The compression between gross margin (27.78%) and operating margin (14.35%) — a spread of approximately 13.4 percentage points — reflects the significant SG&A, depreciation, and amortization load embedded in the railroad and energy businesses, both capital-intensive franchises with substantial fixed-cost structures. BNSF in particular has faced volume pressure and cost inflation over recent periods; the operating margin contraction is consistent with those dynamics persisting into Q1 2026.
The net margin of 19.31% exceeds the operating margin of 14.35%, which points to below-the-line income — most likely investment and dividend income from the equity portfolio, or gains on securities transactions — providing a net lift. Under GAAP, unrealized gains on the equity portfolio flow through the income statement, which explains the divergence between the $33.60 SEC EPS and the $5.259 operating EPS. Investors relying on the headline GAAP net income figure are reading a number that is substantially driven by the mark-to-market performance of Apple, American Express, Bank of America, and Coca-Cola holdings — not the operating earnings power of the underlying businesses.

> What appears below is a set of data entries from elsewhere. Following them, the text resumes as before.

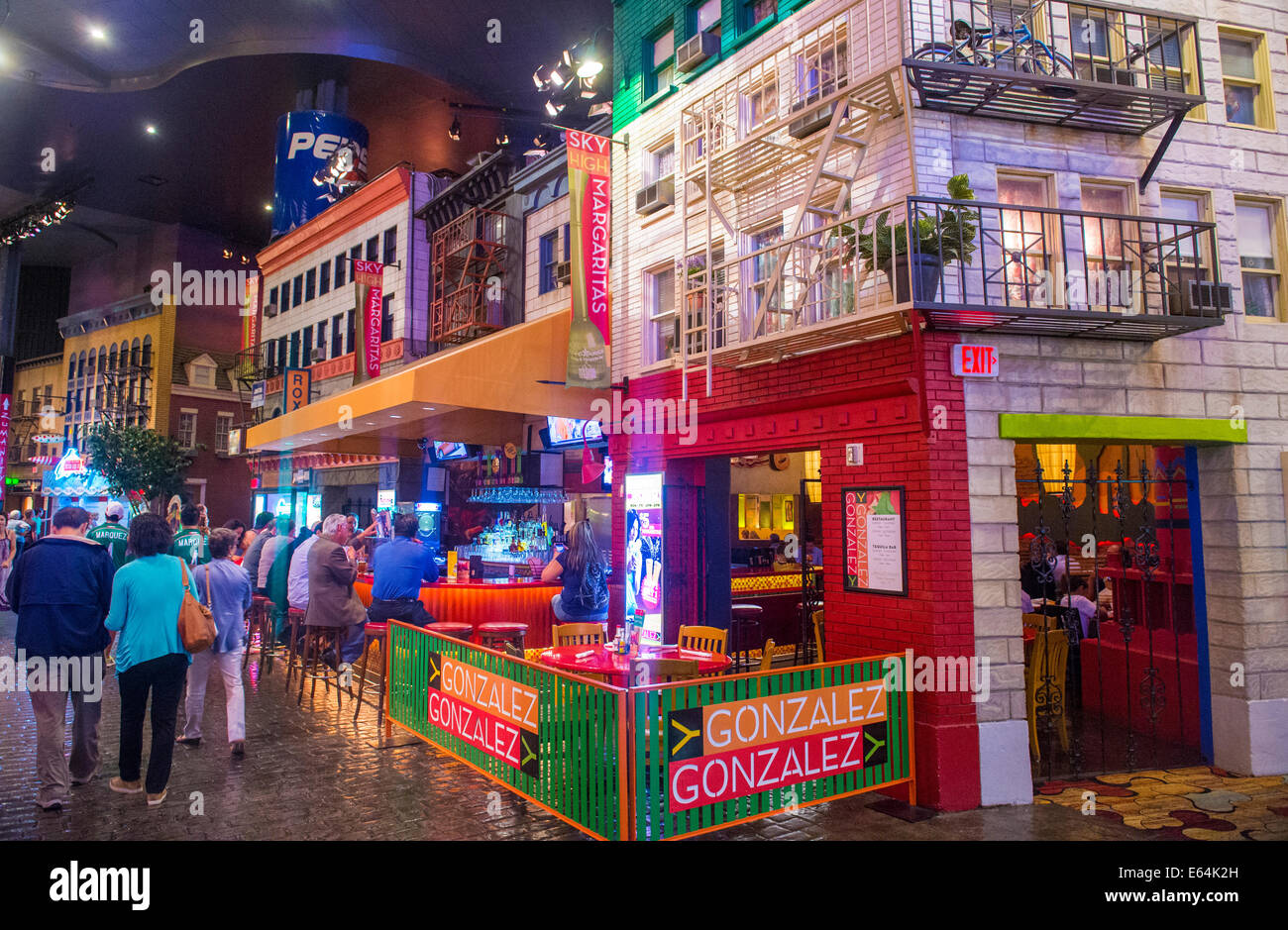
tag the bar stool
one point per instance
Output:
(745, 631)
(451, 629)
(494, 634)
(317, 639)
(377, 634)
(295, 620)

The leadership transition question — Greg Abel's pending assumption of day-to-day operational authority — introduces a qualitative variable that the print cannot resolve but that weighs on the durability of the capital allocation discipline Berkshire has maintained for decades.
Four-Bullet Watchlist
- BNSF operating metrics (volume, revenue per car, operating ratio) in the Q2 filing: the operating margin spread signals ongoing pressure in the railroad segment that warrants direct confirmation.
- Buyback activity disclosed in the Q1 10-Q: the actual dollar volume and price range of repurchases will either validate or undermine the intrinsic-value-confidence interpretation of the buyback narrative.

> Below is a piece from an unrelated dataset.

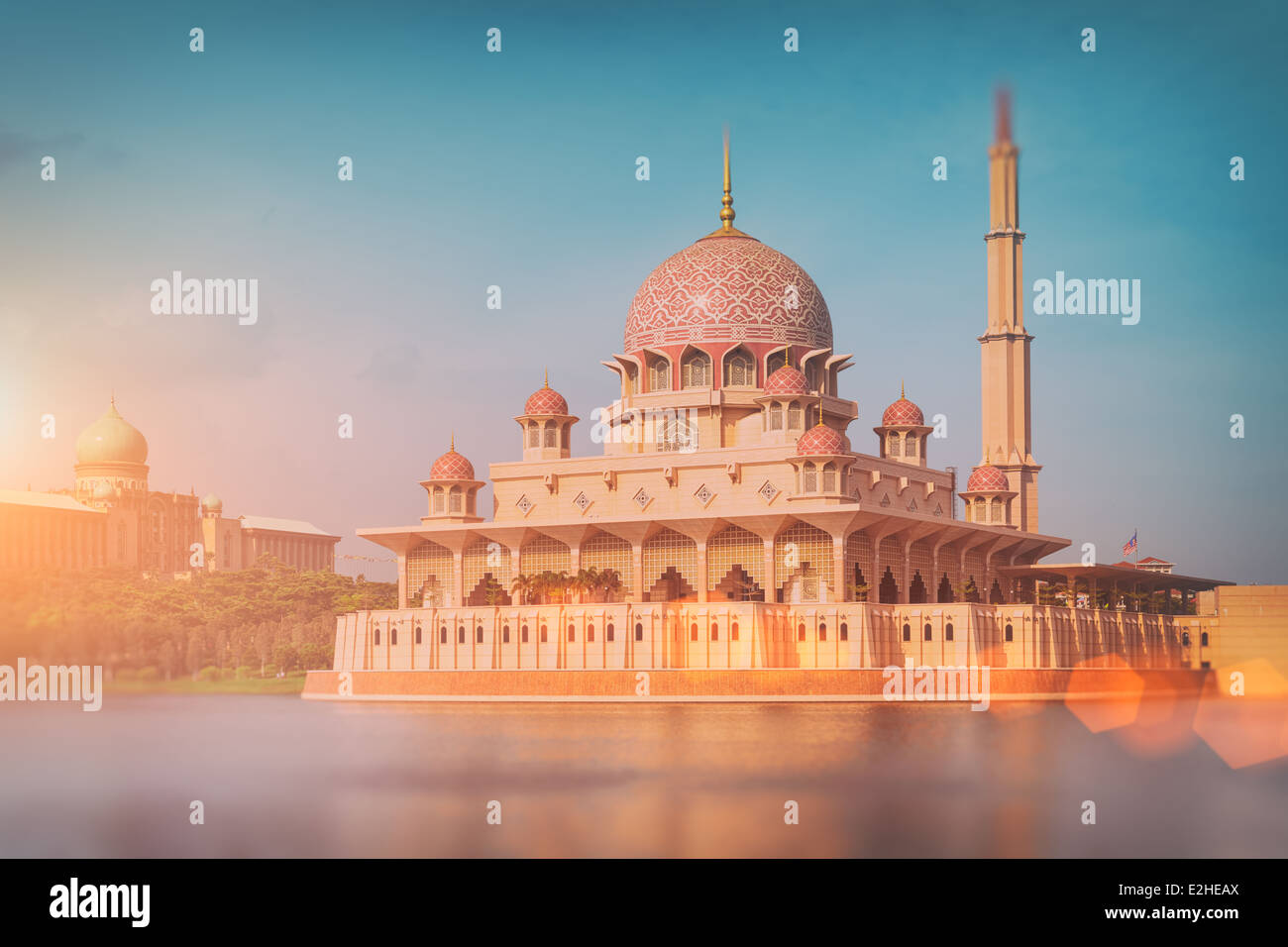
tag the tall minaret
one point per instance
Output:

- BHE (Berkshire Hathaway Energy) liability exposure: ongoing litigation and regulatory proceedings related to wildfire liability carry material balance sheet risk and have not been fully resolved.
- Abel transition disclosures: any formalization of operational authority transfer, board composition changes, or capital allocation policy statements in the next 60 days will be the single highest-signal event for long-duration franchise durability.
The structural observation that closes this analysis: when a conglomerate's GAAP net margin exceeds its operating margin by nearly five percentage points, and when its stock trades at a documented 48% premium to fundamental value, the earnings print becomes less a report card on business performance and more an accounting artifact — and the narrative built on top of it becomes proportionally fragile.